Earlier this month the South Whidbey Birding in Neighborhoods group (BINS) spent some time at the marsh off Ewing Road in the Maxwelton Valley. I’d forgotten how delightful March in a marsh could be.
It was a brilliant, dry day and as soon as we stepped from the car, the spring sounds descended on us. Marsh wrens belted out their buzzy “chug-chug-chug” song, red-winged blackbirds greeted us with a grating “konk-ka-ree,” even a female mallard duck quacked a welcome.
And the surest sign of spring: the electric wire above our head was lined with migrating swallows. A mixed flock of about 20 tree swallows and two violet-green swallows rested and preened on the line, then took off as a unit and swooped over the ponds.
Ring-necked ducks, pied-billed grebes, buffleheads, northern pintails and gadwalls paddled around in bright breeding plumage, many already paired up for the season. Two great blue herons hunkered down, as still as statues.
We hoped to hear the early spring call of an American bittern, a deep-throated “pump-er-lunk.” This is the first of three mystery birds of the marsh that I’ll discuss in this column.
I call them mystery birds because they are usually well hidden in the deep marsh grasses, cryptically-plumed and unless you know their calls, you’ll likely miss them completely, particularly with all the other bird activity to entertain you.
The American bittern is the largest of the three. During most of the year these reclusive birds blend into the marsh reeds with their vertically striped brown and cream feathers. But come spring, they strut, fluff out their feathers and call loudly to each other and earn the nickname “thunder pumper” for their eerie calls mainly at dawn and dusk.
One day last spring while birding this same area, the group counted five bitterns.

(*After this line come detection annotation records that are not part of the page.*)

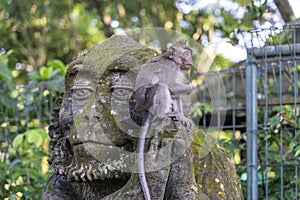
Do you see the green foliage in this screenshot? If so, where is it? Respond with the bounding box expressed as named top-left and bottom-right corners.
top-left (0, 129), bottom-right (49, 199)
top-left (0, 50), bottom-right (14, 90)
top-left (29, 59), bottom-right (68, 81)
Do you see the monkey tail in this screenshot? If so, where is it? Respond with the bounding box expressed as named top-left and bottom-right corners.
top-left (136, 112), bottom-right (151, 200)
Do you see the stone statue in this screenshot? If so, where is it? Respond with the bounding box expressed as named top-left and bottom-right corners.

That was a significant up-tick in the population for this marsh. Fingers crossed that we’ll have another spring with lots of bittern activity.
The second secretive freshwater marsh species is the Virginia rail. The bird’s rusty gray feathers blend in with the surroundings, so watch for a reddish bill and legs and upturned tail, if you are lucky enough to spot one.
These birds rarely fly, but are able to walk through densely packed reeds because of their laterally compressed body and flexible vertebrae. Listen for the rail’s “kid-ick, kid-ick, kid-ick” or “tic, tic, tic” calls.
The third and most difficult to find of these reclusive marsh birds is a sora. Although this species is the most abundant rail across North American, they are uncommon on Whidbey. Watch for a warm grey/brown bird with stubby yellow bill and black mask. Their loud descending whinny call is distinctive.
All three of these species can be found in other large marshes on South Whidbey, including Deer Lagoon. I’ve also seen rails and soras in fairly small marshes, such as the marsh at the base of Holmes Harbor, just east of Nichols Brothers Boat Builders.
Several years ago when my husband was recovering from knee surgery, his birding was restricted to the car. We stopped at that marsh and sat quietly in the car with our binoculars searching the reeds. We heard the rails calling and at one point one of them scooted briefly out of the marsh and ran along the shoulder of the road not five feet in front of the car.
Both rails and soras will respond to played recordings of their calls. They will approach the sound trying to find the “new bird in the marsh.” This practice of playing birdcalls should be limited to occasional scientific study and bird monitoring.
Since these birds rarely fly and must walk toward the recorded sound, sometimes across a large area, it stresses them. Using the recordings during breeding season can be especially harmful if it draws the parents away from the nest and leaves their eggs or young unprotected and vulnerable to predation.
I encourage birders to use their recording devices to help learn the bird vocalizations. But tuck the recordings away and don’t broadcast the sound when in the field.
Especially during spring nesting, we don’t want to disturb our three mystery marsh species, or any of the many Whidbey birds of the marshes, forests and fields.